Sadi Maréchal studied archaeology at Ghent University (Ma. 2010), specialising in Roman Mediterranean Archaeology. After a research stay as a Visiting Scholar in the Academia Belgica in Rome (2011), he obtained a scholarship by Ghent University to start a PhD (2012-2016) on the evolution of public baths and bathing habits in Late Antiquity (AD 285 – 700). The geographical focus lay on the Italian Peninsula, North Africa and the Middle East. The results of this study have been published as a monograph in the Late Antique Archaeology Supplementary Series (Leiden/Boston: Brill, 2020). After two years of working as a field archaeologist in Flanders, combined with a 20% teaching assistant position in Roman archaeology at Ghent University, he obtained a junior postdoctoral fellowship (2018-2022) by the Research Foundation Flanders (FWO). This new project focused on the Roman baths and the evolution of bathing habits in the northwestern continental fringes of the Roman Empire. The results were published in numerous articles and in a forthcoming monograph in The Archaeology of Northern Europe Series (Turnhout: Brepols, 2023). Recently he was awarded a senior postdoctoral fellowship (2022-2025) by the Research Foundation Flanders (FWO) for a new research project on stone domestic buildings in the Roman North-West. Sadi Maréchal is also a member of the French Archaeological Mission in Libya, excavating the site of the Eastern Baths in Leptis Magna, and is coordinator of the Ghent Centre for Late Antiquity. He has been involved in the public project ‘Hammam. Steaming Stories’, bridging the gap between western European and Islamic bathing habits, for which he was awarded a Science Communication Award by the Royal Flemish Academy of Belgium in 2020.

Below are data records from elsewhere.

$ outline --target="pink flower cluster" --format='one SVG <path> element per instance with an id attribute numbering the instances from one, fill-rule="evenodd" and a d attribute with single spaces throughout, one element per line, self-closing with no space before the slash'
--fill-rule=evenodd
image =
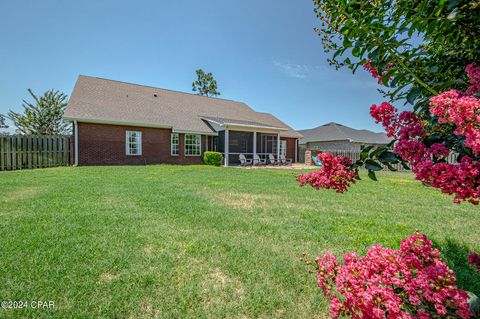
<path id="1" fill-rule="evenodd" d="M 402 240 L 400 250 L 373 245 L 364 257 L 316 259 L 318 286 L 333 318 L 470 318 L 468 295 L 425 235 Z"/>
<path id="2" fill-rule="evenodd" d="M 445 145 L 436 143 L 427 147 L 422 138 L 425 129 L 421 120 L 412 112 L 396 113 L 389 103 L 372 105 L 370 114 L 381 122 L 389 136 L 397 139 L 394 151 L 411 165 L 416 178 L 442 192 L 455 195 L 454 202 L 467 200 L 478 204 L 480 198 L 480 163 L 464 156 L 460 163 L 437 162 L 445 159 L 449 150 Z M 480 139 L 477 139 L 480 142 Z"/>
<path id="3" fill-rule="evenodd" d="M 470 255 L 468 255 L 468 263 L 476 270 L 480 270 L 480 254 L 470 253 Z"/>
<path id="4" fill-rule="evenodd" d="M 390 103 L 383 102 L 380 105 L 373 104 L 370 108 L 370 115 L 377 121 L 382 123 L 387 130 L 388 137 L 393 137 L 396 134 L 398 127 L 394 125 L 394 120 L 397 117 L 397 109 Z"/>
<path id="5" fill-rule="evenodd" d="M 315 189 L 335 189 L 337 193 L 343 193 L 351 184 L 355 184 L 357 174 L 348 157 L 336 157 L 326 152 L 318 154 L 317 158 L 323 166 L 314 172 L 298 175 L 300 186 L 309 184 Z"/>
<path id="6" fill-rule="evenodd" d="M 387 69 L 392 67 L 392 63 L 387 64 Z M 376 78 L 378 80 L 378 84 L 382 84 L 383 78 L 387 75 L 387 71 L 384 71 L 382 74 L 378 73 L 378 68 L 372 66 L 372 61 L 368 60 L 365 62 L 363 65 L 363 68 L 367 71 L 370 72 L 372 77 Z"/>
<path id="7" fill-rule="evenodd" d="M 465 146 L 480 154 L 480 100 L 461 91 L 450 90 L 430 99 L 430 112 L 440 123 L 453 123 L 454 133 L 466 137 Z"/>
<path id="8" fill-rule="evenodd" d="M 467 72 L 470 83 L 472 84 L 467 89 L 467 94 L 473 95 L 477 92 L 480 92 L 480 65 L 476 63 L 471 63 L 467 65 L 465 71 Z"/>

Aleksander Musial (Princeton University)

Aleksander Musiał specialises in early modern art and architecture. A graduate in Classics from the University of Cambridge and in Art History from the University of Warsaw, he pursued internships at the curatorial departments of the Princeton University Art Museum, the Frick Collection and the Morgan Library. His doctoral thesis, entitled Immersion: classical reception and Eastern-European transformations of hygiene architecture, ca. 1610-1830, has been supported with fellowships and visiting positions at the Center for Advanced Study in the Visual Arts at the National Gallery of Art, Washington (DC), the British School at Rome, and Bibliotheca Hertziana, Max-Planck-Institut für Kunstgeschichte. Musiał’s articles were published in the Princeton University Art Museum Record, and the Oxford Art Journal, for which he was awarded wtih Emerging Scholars Publication Prize by the College Art Association’s Society of Historians of German, Scandinavian and Central European Art.